The study shows that global spam volume was down 22.5% month-on-month in October, and down over 47% compared to August.

The IT security vendor points to botnet shutdowns - including the Zeus ring and spamit.com - as contributing to the drop. The Netherlands, the report notes, was central in this regard by taking down several servers controlling the Bredolab botnet.

However, whilst spam continued its decline, phishing attacks continued to increase, with social network users as targets.

In October, says the report, the number of phishing sites on social media increased significantly by about 80% compared to the previous month. As in September, the majority of the phishing websites spoofed two brands. Phishing on these two brands combined comprised nearly 98% of all phishing on social media.

Delving into the report reveals that Symantec's researchers have observed a variety of spam using the holiday angle during October, suggesting that Christmas has come early.

These spam angles include replica merchandise, online pharmacy, and even the 419-type Nigerian scam.

Interestingly, Infosecurity notes that the political category of spam increased to 1.4% during October, which the report says was probably due to the then impending November 2010 US elections

When it comes to spam subject lines, the report says that leisure category doubled month-over-month. Five subject lines in the ranking were related to the leisure category, the report adds.

Based on its analysis, Symantec says that internet users should not open unknown email attachments, as they could infect your computer.

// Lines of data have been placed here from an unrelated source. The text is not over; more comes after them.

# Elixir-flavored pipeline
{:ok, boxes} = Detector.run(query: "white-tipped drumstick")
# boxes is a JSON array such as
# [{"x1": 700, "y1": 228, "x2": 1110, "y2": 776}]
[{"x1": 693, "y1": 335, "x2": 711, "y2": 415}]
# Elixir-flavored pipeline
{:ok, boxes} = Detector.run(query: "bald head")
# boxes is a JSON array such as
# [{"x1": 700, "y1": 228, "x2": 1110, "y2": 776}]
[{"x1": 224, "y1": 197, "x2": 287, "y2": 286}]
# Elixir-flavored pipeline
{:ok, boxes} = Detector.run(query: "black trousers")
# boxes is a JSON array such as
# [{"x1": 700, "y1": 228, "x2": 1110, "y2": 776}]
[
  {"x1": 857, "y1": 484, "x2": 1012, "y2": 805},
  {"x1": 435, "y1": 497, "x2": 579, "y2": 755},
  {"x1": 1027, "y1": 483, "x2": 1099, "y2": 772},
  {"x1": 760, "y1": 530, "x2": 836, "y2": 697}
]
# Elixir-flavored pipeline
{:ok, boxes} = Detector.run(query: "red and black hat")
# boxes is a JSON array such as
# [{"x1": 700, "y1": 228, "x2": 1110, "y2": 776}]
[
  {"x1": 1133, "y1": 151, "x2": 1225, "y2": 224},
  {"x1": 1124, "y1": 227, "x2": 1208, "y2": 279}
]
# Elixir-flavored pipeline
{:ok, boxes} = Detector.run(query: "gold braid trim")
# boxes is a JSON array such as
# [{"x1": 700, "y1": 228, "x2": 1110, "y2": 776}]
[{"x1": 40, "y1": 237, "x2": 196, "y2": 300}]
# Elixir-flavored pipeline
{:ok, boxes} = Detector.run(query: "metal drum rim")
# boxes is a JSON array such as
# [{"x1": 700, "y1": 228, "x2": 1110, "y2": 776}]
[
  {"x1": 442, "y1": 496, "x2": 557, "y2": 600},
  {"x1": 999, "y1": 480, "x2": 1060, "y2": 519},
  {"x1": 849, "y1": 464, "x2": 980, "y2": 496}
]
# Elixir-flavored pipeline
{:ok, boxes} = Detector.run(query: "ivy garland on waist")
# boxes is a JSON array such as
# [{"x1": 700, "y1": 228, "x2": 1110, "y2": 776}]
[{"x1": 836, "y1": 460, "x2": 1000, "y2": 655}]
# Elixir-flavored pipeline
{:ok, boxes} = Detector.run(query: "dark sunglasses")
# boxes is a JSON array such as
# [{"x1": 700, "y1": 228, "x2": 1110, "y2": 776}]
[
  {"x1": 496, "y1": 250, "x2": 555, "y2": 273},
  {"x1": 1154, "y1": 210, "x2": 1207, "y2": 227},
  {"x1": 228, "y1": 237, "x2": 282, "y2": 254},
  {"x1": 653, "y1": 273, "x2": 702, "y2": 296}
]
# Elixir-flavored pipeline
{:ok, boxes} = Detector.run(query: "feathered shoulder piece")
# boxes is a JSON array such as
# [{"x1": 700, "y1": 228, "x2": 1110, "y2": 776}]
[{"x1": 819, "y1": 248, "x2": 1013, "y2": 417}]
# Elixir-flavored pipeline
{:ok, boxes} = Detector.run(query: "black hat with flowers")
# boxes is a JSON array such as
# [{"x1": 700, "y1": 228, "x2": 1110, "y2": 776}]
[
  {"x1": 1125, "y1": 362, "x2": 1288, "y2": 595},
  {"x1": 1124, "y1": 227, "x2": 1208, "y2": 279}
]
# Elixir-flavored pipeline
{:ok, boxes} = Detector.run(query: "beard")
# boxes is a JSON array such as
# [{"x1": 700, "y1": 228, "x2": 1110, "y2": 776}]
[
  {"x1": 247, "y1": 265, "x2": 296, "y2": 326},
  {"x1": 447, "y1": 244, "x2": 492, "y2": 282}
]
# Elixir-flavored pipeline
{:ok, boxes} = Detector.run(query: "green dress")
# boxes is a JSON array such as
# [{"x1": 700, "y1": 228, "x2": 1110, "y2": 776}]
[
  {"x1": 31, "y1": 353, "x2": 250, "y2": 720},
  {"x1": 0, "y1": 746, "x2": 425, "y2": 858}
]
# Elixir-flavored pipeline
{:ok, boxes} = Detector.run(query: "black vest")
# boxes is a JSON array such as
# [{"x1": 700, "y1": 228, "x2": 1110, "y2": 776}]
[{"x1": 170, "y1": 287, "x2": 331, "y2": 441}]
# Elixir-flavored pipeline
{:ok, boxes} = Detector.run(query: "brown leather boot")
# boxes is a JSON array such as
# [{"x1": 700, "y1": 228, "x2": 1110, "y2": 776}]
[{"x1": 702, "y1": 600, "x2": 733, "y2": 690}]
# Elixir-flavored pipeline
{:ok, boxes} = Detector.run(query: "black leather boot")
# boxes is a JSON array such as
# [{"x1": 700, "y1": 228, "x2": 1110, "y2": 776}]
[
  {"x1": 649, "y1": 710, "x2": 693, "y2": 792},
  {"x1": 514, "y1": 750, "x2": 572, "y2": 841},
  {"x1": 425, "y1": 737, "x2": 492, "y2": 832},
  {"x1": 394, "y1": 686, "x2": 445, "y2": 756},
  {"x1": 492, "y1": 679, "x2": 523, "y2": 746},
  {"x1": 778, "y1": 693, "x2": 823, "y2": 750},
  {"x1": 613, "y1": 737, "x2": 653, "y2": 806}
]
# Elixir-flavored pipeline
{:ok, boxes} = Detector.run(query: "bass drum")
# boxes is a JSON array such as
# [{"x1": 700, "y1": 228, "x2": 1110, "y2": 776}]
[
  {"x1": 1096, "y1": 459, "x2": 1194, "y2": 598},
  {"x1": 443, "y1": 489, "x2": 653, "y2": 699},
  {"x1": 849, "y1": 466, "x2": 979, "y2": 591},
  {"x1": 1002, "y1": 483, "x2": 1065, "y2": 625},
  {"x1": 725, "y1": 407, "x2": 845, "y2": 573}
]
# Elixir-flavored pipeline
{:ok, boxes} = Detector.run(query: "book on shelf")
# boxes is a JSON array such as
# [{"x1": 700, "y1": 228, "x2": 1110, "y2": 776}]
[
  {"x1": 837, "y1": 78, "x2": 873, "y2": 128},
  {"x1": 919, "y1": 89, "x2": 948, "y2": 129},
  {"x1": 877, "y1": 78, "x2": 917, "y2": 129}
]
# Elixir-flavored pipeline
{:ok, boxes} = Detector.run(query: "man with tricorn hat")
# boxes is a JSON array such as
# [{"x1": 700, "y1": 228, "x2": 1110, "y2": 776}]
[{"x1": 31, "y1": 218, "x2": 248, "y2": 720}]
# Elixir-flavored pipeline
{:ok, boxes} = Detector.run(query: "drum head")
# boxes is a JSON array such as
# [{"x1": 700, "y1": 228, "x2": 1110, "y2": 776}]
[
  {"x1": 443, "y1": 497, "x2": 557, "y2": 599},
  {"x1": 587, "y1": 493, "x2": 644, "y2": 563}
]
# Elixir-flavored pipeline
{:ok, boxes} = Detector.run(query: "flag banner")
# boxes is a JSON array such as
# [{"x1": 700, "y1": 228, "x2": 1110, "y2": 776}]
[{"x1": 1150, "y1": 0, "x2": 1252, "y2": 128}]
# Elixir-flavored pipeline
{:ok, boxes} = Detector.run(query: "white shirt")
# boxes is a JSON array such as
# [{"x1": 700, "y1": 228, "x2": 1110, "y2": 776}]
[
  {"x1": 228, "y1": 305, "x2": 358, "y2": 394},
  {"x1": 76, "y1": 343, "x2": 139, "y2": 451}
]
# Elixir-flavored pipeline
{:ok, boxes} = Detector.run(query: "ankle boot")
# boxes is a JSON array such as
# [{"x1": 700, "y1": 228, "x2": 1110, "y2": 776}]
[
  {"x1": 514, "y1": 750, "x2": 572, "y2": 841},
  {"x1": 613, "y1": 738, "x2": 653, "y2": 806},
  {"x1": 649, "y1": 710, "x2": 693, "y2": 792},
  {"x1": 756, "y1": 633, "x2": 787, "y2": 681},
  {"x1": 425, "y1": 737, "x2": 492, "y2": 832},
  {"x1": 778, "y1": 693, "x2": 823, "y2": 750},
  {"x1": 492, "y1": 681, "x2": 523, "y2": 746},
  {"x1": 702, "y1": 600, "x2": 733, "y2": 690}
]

Users are also advised not to reply to spam. Typically the sender's email address is forged, and replying may only result in more spam.

And, the report adds, users should never fill out forms in messages that ask for personal or financial information or passwords. A reputable company is unlikely to ask for your personal details via email.

"When in doubt, contact the company in question via an independent, trusted mechanism, such as a verified telephone number, or a known internet address that you type into a new browser window", says the analysis.

Finally, says the study, internet surfers should not buy products or services from spam messages, open spam messages, or forward any virus warnings that you receive through email, as these are often hoaxes.